Kernkraftwerke möchte nach Fukushima niemand mehr haben, hier ist man schnell zum Ausstieg aus dem Ausstieg aus dem Ausstieg gekommen.
Der Kohleabbau und deren Verbrennung läuft weiter munter wie bisher.

Daher drängt sich der Eindruck auf, dass wir zwar an unseren Energiemix herumschrauben, allerdings nicht so wirklich zu wissen scheinen was wir da tun und wo wir hin möchten.
 
Da es früh am morgen ist und ich gerade eine Reise vorbereite kann ich nur mal kurz zutreten :)

Energiepolitik ist wahnsinnig widersprüchlich und man muss irre viel Zeit investieren um halbwegs rauszukriegen, wer denn nun die Wahrheit sagt.
Das muss man halbwegs wissen um zu erkennen das es in erster Linie ein wirtschaftliches Problem ist, wobei Wirtschaftsbosse ihren politischen Einfluss spielen lassen um vom eigentlichen Punkt abzulenken, das es den Energiebossen im Grunde scheiszegal ist und man froh ist wenn jeder fleissig Energie verbraucht.
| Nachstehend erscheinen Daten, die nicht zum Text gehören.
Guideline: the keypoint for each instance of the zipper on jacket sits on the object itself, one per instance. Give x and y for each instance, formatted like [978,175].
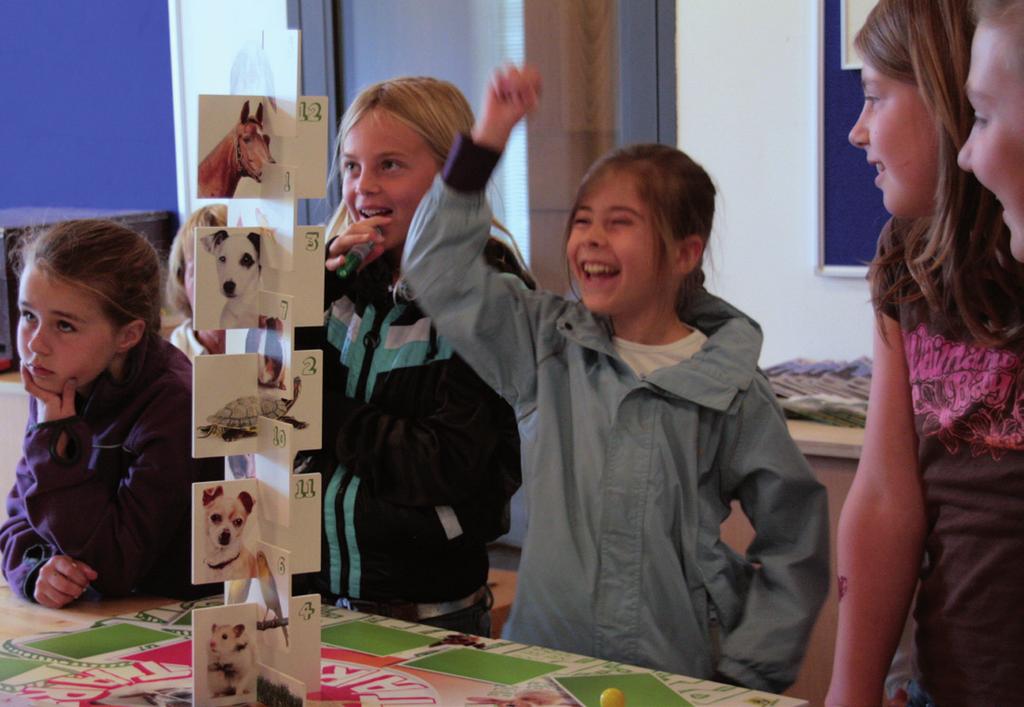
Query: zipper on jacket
[714,634]
[371,340]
Ein mir viel wichtigerer Punkt ist unsere Haltung gegenüber der Energiepolitik. Wir befinden uns in dem gleichen Dilemma wie der "anderen" Politik, indem wir immer von "denen" sprechen. Dabei haben die meisten Leute noch immer die Möglichkeit, Ökostrom Anbieter direkt zu supporten, ohne den sog. Energiemix von den grossen Gaunern zu kaufen. Desweiteren finde ich die Tatsache , bedenklich, das wir alleine in DE mind. ein Atomkaraftwerk für die Gaming PCs in diesem Land brauchen.
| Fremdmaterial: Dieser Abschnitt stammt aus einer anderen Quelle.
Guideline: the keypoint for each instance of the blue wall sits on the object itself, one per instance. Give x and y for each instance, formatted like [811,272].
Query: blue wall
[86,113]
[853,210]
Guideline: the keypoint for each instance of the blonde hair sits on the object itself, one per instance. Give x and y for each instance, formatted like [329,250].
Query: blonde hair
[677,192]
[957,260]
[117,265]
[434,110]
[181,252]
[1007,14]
Eine wirklich notwendige Erneuerung würde bedeuten, die Menschen wären sich ihres Verbrauchs sehr bewusst, was zum nachdenken und sparen führen könnte. Erfahrungsgemäss funktioniert das mit dem Nachdenken nicht so gut wenn die Gründe rein idelle sind, also muss es weh tun. Das macht man üblicherweise mit Geld. Ich plädiere also dringend dafür den Strompreis für Privathaushalte (!) mit einer zusätzlichen Steuer zu belegen. Ich halte 25-50% Aufschlag für angemessen. Da die Erfahrung im Markt zeigt das sich trotz Teuerung nicht viel ändert, kann man das Geld nutzen um wichtige infrastrukturelle Systeme für das Stromnetz aufzubauen.

Dummerweise nennen die Stromkonzerne die Netzteile ihr Eigen. Also schlage ich an dieser Stelle eine Enteignung der Stromnetzbetreiber vor. Dh. das Stromnetz gehört dem Staat, die Stromerzeuger bleiben privat. Der Staat kann das Netz entsprechend ausbauen und den Markt vergrössern, indem zb viele kleine Solarkraftwerke ans Netz gehen. Die Grundlasten muss man wohl oder übel noch erstmal von herkömmlichen Kraftwerken mittragen lassen.

In jedem Fall müssen die Atommeiler weg und dann lüftet sich vielleicht auch mal der Schleier von diesem "wie haben die Atomenergie als Brückentechnologie gebraucht" geschwafel: Wer diesem Ausruf nachgehen will, sollte sich die historischen Begegnungen der Energieplayer und Politiker ansehen, als die Atomkraft "ge-hyped" wurde wie DSDS von Bohlen und die Bedenkenträger schlichtweg übertönt wurden. Hätten wir keine Kernspaltungsenergie gehabt, auf der wir uns ausruhen haetten koennen, haetten wir vermutlich viel eher angefangen darüber nachzudenken, wie man energieefiziente Maschinen baut.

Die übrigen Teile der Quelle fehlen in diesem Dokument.